Page 7 of Here & There

The choice is obvious. I don’t even need to think about it. I point my hands in the air, bend my knees, and jump.

Chapter 2

Mac

“What in the goddamned hell!”

I scowl at the shout coming from outside, my floured hands going still on my bread dough.

More muffled yelling sounds from outside my bar, though it’s lower now so I can’t make out the words.

“Goddammit, Stu,” I grumble.

There are two sets of doors between me and the beach, but I recognize our local town asshole’s voice. Stu getting into it with a tourist wouldn’t be breaking any records. He’s retired and spends all his time at the beach just outside my bar, rain or shine, doing annoyingly good watercolor landscapes. Last summer he got into it with a tourist going for a jog earlier than this. Shoved him into the water when he let his dog shit on the beach without cleaning it up.

Can’t say I blamed him for that one.

I’m in too foul a mood for this.

But the shouts seem to have stopped. I keep still a moment, listening just in case. Blissful silence continues. I turn back to my bread making, kneading my big-ass fists into the puffy white dough maybe a little more vigorously than necessary.

I’d blame Stu, but I was already pissed off. I could easily attribute my mood to the bread, since hardly any of my regular patrons order it. I sell most of it in loaves to the natural food store in town. I’m a bar owner, not a bread maker. I should quit making it. But I don’t want the starter to die. Plus, I like making bread. It’s like fishing, or backcountry hiking. It’s simple. Honest. Therapeutic.

But it’s not just the bread.

“Mac!”

God dammit. It was wishful thinking to think anything around here could take care of itself. I wash the flour and bits of dough off my hands and head for the door of the Rusty Dinghy, drying my hands off on a bar towel just as the barking starts.

My stomach twists.

That’s my dog.

I sprint the last few steps to the door. My fourteen-year-old son, Nate, is in charge of Tink when I’m at the Dinghy.

Normally, thinking about Nate makes my stomach ache. Things haven’t been good between us.

But Tink only barks like that when there’s trouble.

Panic seizes my chest as I flip the deadbolt and fling the heavy wooden door open like it’s a flimsy curtain. “Nate?” I yell.

Stu screws up his gray-bearded mug, sticking a finger in his ear. “Dammit, Mac, my hearing’s already going!”

“Where’s Nate?” If something happened to him…

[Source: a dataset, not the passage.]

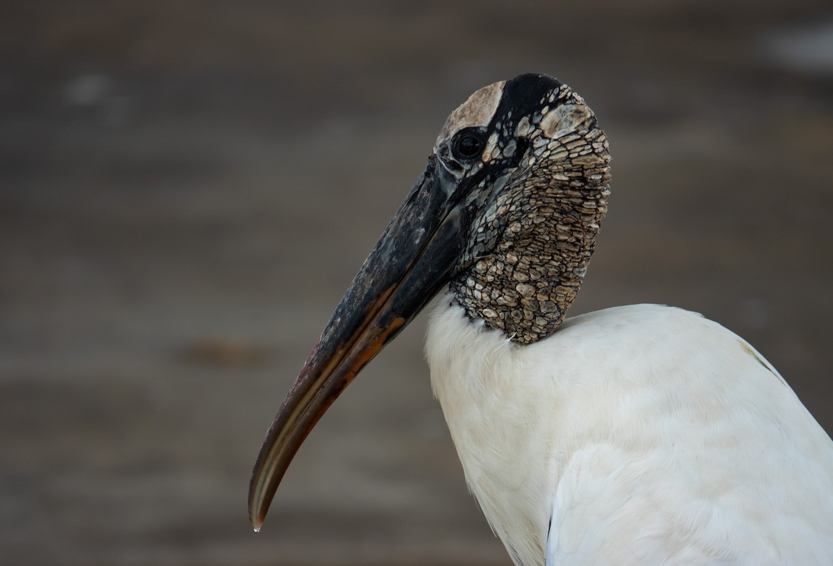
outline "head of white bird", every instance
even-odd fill
[[[249,486],[256,529],[315,424],[441,289],[519,344],[557,328],[606,211],[609,162],[592,111],[545,75],[485,87],[451,112],[267,434]]]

“He’s fine,” Stu says, pointing his chin down to the water.

He’s right. Nate’s upright and walking. But my relief is short-lived, because Nate’s not alone. There’s a sopping-wet woman draped over his shoulder.

I take off down the beach. Tink bounds up the sand toward me, her leash trailing behind her. She barks as she reaches me, jumping in big leaps and spraying me with sand.

“I know, girl. I got it,” I say to my dog as I sprint past her.

An ancient, familiar panic has my whole body on a knife-edge by the time I reach them.

“Where are the rest of them?” I demand.

“She needs a towel!” Nate says, his prepubescent voice cracking.